In other words, Obama's concerns are all about how to "get the job done" over there -- which seems to contradict Palin and McCain's cartoonish portrayal of the Democratic candidate as someone who doesn't believe in U.S. "victory" abroad, although I guess you can see why it's hard for them to understand when a leader doesn't use their exact pep-rally lingo. And as this excellent analysis in the Guardian notes, Obama's words were anything but "untrue" -- at the time he said them, U.S. forces and our allies were killing civilians, albeit inadvertently, at a higher rate than the militants we are fighting in Afghanistan.
And that was last year. So far in 2008, the issue of collateral damage and innocent civilian deaths in Afghanistan has grown much worse -- much of that tracing back to a strategy that's hampered by a lack of manpower, which is tied up in John McCain and George W. Bush's surge in Iraq.
Indeed, the utter vapidity of Palin's comments that any comment about Americans killing civilians in warfare are automatically "untrue" was rendered even more ridiculous by this sad story today out of Afghanistan:
WASHINGTON — An investigation by the military has concluded that American airstrikes on Aug. 22 in a village in western Afghanistan killed far more civilians than American commanders there have acknowledged, according to two American military officials.
The military investigator’s report found that more than 30 civilians — not 5 to 7 as the military has long insisted — died in the airstrikes against a suspected Taliban compound in Azizabad.
The investigator, Brig. Gen. Michael W. Callan of the Air Force, concluded that many more civilians, including women and children, had been buried in the rubble than the military had asserted, one of the military officials said.
This is one incident, and the facts are still very much in dispute. The U.S. military says the target was a Taliban compound, and if that's so it shows how hard it is to avoid this kind of tragedy in modern warfare. That doesn't mean the problem of civilian deaths shouldn't be taken quite seriously, and thus brushed off with embarrassing pep-rally bravado.

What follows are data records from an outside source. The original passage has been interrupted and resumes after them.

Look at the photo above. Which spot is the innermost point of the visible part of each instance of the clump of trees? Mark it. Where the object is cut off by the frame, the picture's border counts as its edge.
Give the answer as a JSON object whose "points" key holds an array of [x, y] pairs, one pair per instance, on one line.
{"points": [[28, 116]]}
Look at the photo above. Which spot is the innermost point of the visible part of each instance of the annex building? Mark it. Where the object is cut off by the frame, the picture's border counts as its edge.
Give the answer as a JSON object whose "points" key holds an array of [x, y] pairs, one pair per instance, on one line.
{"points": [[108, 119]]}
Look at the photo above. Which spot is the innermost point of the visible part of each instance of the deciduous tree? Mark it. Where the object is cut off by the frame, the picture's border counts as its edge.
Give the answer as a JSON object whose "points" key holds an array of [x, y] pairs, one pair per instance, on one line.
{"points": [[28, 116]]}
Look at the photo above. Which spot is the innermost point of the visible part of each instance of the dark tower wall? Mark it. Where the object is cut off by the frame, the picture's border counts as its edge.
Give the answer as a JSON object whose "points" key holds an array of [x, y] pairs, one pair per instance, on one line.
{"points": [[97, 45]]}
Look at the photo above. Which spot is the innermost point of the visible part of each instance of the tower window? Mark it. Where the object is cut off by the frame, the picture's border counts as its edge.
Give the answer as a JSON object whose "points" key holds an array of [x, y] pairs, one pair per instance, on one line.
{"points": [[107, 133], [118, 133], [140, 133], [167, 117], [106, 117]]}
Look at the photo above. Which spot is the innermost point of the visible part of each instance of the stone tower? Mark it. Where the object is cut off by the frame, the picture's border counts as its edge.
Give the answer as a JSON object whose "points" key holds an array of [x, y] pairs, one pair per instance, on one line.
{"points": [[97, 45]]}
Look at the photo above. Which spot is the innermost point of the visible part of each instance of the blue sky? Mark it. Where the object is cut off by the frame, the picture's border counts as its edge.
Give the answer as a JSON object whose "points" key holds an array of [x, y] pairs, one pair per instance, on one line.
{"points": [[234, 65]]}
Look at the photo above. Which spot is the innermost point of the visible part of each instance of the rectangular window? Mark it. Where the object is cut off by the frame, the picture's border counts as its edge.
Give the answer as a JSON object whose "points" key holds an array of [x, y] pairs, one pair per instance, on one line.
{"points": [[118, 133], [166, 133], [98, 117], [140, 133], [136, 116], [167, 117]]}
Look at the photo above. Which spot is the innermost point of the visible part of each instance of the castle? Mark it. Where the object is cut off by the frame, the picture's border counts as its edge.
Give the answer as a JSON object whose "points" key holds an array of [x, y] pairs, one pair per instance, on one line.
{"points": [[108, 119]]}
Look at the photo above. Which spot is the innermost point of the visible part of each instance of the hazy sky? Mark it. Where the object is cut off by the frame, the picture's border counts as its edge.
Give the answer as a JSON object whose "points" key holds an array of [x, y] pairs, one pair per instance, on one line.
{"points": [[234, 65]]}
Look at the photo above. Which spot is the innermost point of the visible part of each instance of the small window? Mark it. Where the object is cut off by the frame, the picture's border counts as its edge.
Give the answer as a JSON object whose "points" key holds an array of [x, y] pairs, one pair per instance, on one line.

Most importantly, killing innocent civilians is morally wrong, period, and what had happens it should be the subject of mourning, not baseless denial and an avenue for political ridicule; you'd think even a pit-bull hockey mom would have a little more human empathy, especially when the Afghan people are our allies that Palin and McCain so much say they want to deliver freedom to.
But beyond that, avoiding civilian deaths is also so critical to that victory over there that Palin and McCain talk so much about; every needless death creates more hatred toward America and our allies, and drives new converts to anti-U.S. terrorism. And that totally undermines our strategy abroad -- it ultimately puts more U.S. citizens and soldiers at greater risk, including Palin's own son, now fighting in Iraq along with the sons of John McCain and Joe Biden.
And Palin's political abuse of the civilian casualty issue is disrespectful to our own military leaders, who have asked for more ground troops in Afghanistan so that we don't have to use so much airpower, a situation that's more dangerous for our soldiers as well as for innocent Afghans. I thought a McCain-Palin (or is it Palin-McCain these days?) administration was going to be all about respect for our military leaders and listening to what they have to say. Very sad.
The problem of civilian casualties is -- at least back here in the "reality-based world" -- just too sober and serious to get those war whoops and whistles at your Sunbelt cheerleading competitions, too easy to lump into an evil effort to demonize Barack Obama as "that one." Even Ronald Reagan -- despite his many flaws as president --understood the gravity of the issue. Have we really fallen this far, this fast in just one short political generation?